Asymmetry Analysis of Bilateral Shapes
Kanti V. Mardia, Xiangyu Wu, John T. Kent, Colin R. Goodall, Balvinder S. Khambay
TL;DR
This paper develops a landmark-based framework for quantifying departures from bilateral symmetry within a size-and-shape context, using rigid-body registration and a midplane to align shapes. It introduces two complementary hypothesis-testing strategies—combine-then-compare with composite asymmetry scores like $\phi_{L1}$ and $\phi_{L2}$, and compare-then-combine via per-feature tests and UIT—with meta-analysis to aggregate evidence. Applied to pre-registered Smile Data 1 (cleft lip) and Smile Data 2 (orthognathic surgery), the methods detect significant asymmetry differences, identify central landmarks (the so-called 'Y'-shape) as especially informative, and reveal that cleft lip subjects are generally more asymmetric than controls while orthognathic surgery can increase or normalize asymmetry across frames. The framework demonstrates robust discriminative power across both univariate and multivariate testing approaches and provides a path toward a clinically useful smile index derived from symmetry measures.

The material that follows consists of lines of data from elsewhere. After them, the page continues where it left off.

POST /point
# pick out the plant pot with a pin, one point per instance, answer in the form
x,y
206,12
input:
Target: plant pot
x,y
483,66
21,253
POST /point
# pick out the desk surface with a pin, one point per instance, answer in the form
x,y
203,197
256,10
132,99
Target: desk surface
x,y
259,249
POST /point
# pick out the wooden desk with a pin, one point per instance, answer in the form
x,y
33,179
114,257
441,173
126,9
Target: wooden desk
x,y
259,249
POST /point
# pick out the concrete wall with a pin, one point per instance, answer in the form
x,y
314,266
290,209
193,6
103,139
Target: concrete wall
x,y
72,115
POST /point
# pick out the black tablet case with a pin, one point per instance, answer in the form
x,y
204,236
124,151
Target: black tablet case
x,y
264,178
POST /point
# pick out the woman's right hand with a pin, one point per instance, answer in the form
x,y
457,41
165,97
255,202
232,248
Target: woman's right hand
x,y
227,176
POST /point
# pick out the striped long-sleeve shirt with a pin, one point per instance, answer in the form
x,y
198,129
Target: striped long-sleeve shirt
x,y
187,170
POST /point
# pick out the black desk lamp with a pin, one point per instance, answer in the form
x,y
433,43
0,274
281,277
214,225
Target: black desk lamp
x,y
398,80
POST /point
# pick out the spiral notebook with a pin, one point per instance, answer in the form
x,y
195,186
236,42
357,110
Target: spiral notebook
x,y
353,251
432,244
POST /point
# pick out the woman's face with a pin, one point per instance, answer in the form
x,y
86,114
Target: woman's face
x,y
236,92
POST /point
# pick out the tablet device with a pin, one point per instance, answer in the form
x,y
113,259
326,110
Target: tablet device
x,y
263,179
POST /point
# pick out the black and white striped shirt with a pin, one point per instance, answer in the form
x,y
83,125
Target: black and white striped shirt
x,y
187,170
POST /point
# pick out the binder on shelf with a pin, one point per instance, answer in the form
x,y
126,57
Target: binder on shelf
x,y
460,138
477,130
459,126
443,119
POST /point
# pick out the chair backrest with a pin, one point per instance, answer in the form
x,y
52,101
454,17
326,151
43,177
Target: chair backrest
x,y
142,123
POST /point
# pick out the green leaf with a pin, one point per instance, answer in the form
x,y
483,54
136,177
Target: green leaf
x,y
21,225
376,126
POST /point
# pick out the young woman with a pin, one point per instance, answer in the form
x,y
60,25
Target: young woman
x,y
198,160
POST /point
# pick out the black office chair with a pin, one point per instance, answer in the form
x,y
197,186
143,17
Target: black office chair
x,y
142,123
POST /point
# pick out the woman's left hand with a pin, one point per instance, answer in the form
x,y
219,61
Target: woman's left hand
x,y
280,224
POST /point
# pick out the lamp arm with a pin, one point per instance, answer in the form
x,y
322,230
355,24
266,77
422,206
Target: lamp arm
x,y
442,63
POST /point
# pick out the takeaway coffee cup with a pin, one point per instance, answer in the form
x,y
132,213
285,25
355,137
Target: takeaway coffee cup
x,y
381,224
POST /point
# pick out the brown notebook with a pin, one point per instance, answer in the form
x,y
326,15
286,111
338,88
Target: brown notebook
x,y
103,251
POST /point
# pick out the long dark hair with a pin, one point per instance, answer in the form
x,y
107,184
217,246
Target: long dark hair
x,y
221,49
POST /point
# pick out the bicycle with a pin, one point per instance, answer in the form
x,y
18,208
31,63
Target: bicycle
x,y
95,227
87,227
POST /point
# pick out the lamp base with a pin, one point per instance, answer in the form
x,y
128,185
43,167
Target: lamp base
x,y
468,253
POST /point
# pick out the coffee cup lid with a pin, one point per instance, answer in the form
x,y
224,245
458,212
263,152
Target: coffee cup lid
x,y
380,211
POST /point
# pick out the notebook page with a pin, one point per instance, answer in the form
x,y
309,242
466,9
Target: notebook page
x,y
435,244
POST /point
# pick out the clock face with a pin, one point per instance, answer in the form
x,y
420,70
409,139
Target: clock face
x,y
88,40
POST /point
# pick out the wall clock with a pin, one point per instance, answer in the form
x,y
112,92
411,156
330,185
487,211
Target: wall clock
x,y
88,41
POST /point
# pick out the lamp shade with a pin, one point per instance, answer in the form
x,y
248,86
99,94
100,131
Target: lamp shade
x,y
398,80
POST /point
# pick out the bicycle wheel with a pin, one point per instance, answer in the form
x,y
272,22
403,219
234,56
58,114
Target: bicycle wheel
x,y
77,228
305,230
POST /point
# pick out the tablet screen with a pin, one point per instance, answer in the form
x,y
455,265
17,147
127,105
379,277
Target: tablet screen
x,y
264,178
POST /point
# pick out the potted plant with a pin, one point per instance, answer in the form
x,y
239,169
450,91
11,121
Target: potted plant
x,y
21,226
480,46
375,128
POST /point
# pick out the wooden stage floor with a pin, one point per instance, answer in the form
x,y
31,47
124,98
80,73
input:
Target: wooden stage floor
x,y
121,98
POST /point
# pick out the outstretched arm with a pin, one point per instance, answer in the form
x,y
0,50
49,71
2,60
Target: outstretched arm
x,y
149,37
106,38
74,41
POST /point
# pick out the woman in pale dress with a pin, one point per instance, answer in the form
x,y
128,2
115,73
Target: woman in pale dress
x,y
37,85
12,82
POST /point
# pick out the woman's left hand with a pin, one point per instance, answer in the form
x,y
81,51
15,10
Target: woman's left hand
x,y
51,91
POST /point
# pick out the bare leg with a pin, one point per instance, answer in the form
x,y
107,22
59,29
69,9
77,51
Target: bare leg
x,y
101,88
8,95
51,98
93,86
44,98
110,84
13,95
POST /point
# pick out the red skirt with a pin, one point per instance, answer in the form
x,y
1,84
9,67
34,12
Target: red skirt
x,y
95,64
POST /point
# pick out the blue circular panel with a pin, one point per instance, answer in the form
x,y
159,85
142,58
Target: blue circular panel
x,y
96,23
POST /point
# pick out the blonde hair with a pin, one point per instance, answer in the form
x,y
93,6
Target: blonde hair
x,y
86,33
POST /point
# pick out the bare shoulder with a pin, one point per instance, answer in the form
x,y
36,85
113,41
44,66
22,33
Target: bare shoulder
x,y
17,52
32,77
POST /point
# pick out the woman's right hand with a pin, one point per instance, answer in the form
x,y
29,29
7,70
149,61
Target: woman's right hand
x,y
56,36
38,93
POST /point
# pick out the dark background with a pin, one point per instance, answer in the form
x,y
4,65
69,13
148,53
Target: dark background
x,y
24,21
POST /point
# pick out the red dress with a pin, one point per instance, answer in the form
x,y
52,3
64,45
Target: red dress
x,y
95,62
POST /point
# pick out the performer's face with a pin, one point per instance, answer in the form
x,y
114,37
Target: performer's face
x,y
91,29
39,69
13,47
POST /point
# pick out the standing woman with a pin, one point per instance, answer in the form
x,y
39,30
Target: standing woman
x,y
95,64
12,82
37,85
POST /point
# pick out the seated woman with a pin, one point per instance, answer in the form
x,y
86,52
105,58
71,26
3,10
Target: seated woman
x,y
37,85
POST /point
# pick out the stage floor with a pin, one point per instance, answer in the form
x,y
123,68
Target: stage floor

The work thus offers a rigorous, registration-based toolkit for symmetry assessment with direct medical relevance and broad applicability to registered shape data.
Abstract
Many biological objects possess bilateral symmetry about a midline or midplane, up to a ``noise'' term. This paper uses landmark-based methods to measure departures from bilateral symmetry, especially for the two-group problem where one group is more asymmetric than the other. In this paper, we formulate our work in the framework of size-and-shape analysis including registration via rigid body motion. Our starting point is a vector of elementary asymmetry features defined at the individual landmark coordinates for each object. We introduce two approaches for testing. In the first, the elementary features are combined into a scalar composite asymmetry measure for each object. Then standard univariate tests can be used to compare the two groups. In the second approach, a univariate test statistic is constructed for each elementary feature. The maximum of these statistics lead to an overall test statistic to compare the two groups and we then provide a technique to extract the important features from the landmark data. Our methodology is illustrated on a pre-registered smile dataset collected to assess the success of cleft lip surgery on human subjects. The asymmetry in a group of cleft lip subjects is compared to a group of normal subjects, and statistically significant differences have been found by univariate tests in the first approach. Further, our feature extraction method leads to an anatomically plausible set of landmarks for medical applications.